Tuesday, February 26, 2013

Tuesdays with Morrie

As of the past many months, the idea of forgievness has been relentlessly pressed upon my heart, and not only because wrong has been ritualistically done without a single regret. Coincidentally, subsequent to GraceCon, church, and lots of Tumblr posts, we watched Tuesdays with Morrie in health.
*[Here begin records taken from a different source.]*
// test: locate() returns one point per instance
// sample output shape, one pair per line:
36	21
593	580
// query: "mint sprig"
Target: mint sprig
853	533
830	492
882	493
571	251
A couple aphorisms from Morrie:

We fear aging, out the many fears of death, failure, and sickness, because we worship youth, yet if we find a greater purpose in life, there should be no fear in losing time that we have rightfully owned and now must relinquish.
You must love or die.
The tension of opposites - explained poorly, but so very beautiful
Once you learn how to die, you learn how to live.
"Forgive everyone, everything. Many do not have the chance like I do. I will die in peace, surrounded by people I love and who love me. We learn as much from people who hurt us as we do from people who love us."
Death ends a life, not a relationship

But the forgiveness. In my experience, and in my leisurely viewing of dramatic but reflective episodes of America's Next Top Model and Glee, people wrong each other all the time. The beautiful gay couple is thrown in the trash, rock-slushied, and crowned prom queens. Raging hot females are pitted against each other because of their own arrogance and perceived shallow character flaws. Kelly Cutrone shows no human empathy in her facade of the adamantly self-demanding respect. Puckerman banged Quinn and gave her a baby, and Finn kissed Mr. Schuester's fiance. People are full of bad decisions, and as far as I know, only the men in these shows have been capable of some perceptible genuince forgiveness. Are all women ego-centric, scrabbling desperaux of pride? They say men struggle with pride, but I can without hesitation attest to my gender's faltering insecurity.


I have rarely seriously judged other people's darknesses. I used to complain about white people, but since being broken by the tearing of my fragile innards, insensitive insults, mocking stabs, and superiority complexes became only directions to the bearer's heart. I have loved to read and listen to the cries and struggles of sin and regret, and still each day, I can feel myself opening more to true empathy. I hate attention whoring, rash emotional decisions, and butt-kissing small talk, yet I so feel the motive behind each act. I have been in such a dungeon before. If I have every been wronged, I have understood and forgiven with little hesitation. I love to understand more than I love to hold a grudge. I would love to love more.


As can probably be deduced from the past four months of posts, however, there have been repeated spouts of the said act of forgiveness. Since understanding the wretchedness of cyclical binging and starvation, I have seen the cataclysmic wreck of sin into which Satan has so tempted mankind. Out of obligation not to condemn that which I see as an embodiment of the broken heart, just know that I don't want to focus on the criminality of the said bittersweet conflict, sweet being an selective, sunny way to describe the enjoyment of such gratification.


I am sick to be so cheated with so little empathetic retrospection. Forgiveness is some form of letting go of resentment and bitterness, and this I can surely do. Detachment has never been too difficult after intimately knowing my self-inflicted pains. Help me to do the impossible, is Matthew West's lyrics, and I know that God is on my side, our side. The impossible can be done. Forgive, for we have been forgiven.


Along the lines of loving the unlovable, still there is trembling pain in the forgiveness. Consider our God, who weeps for how we wrong him day by day and how He still forgives us. While we are forgiven for our sins, some consequences can't be escaped; though we may not be forsaken and banished to Hell's inferno, we are disciplined by the law which God has dictated for us. My body is an engravement of my suffering. Sin must be cut away, yet for our lives, we will bear it, not understanding, but fighting.

Still in this case, I believe that the indulgence of a friendship stained grossly with immorality is wrong. There is a point when the presence of sin necessitates separation, especially in the individual, spiritual growth of partakers in any type of relationship. I'm unconvinced of cleanliness in the presence of such alleged comaraderie and dependency. The immobility of the value of sacred creation is not my problem, even though I abhor the glorification of experimental sex. My problem is this, that what is currently in place is the settlement of cowards. I am so ashamed.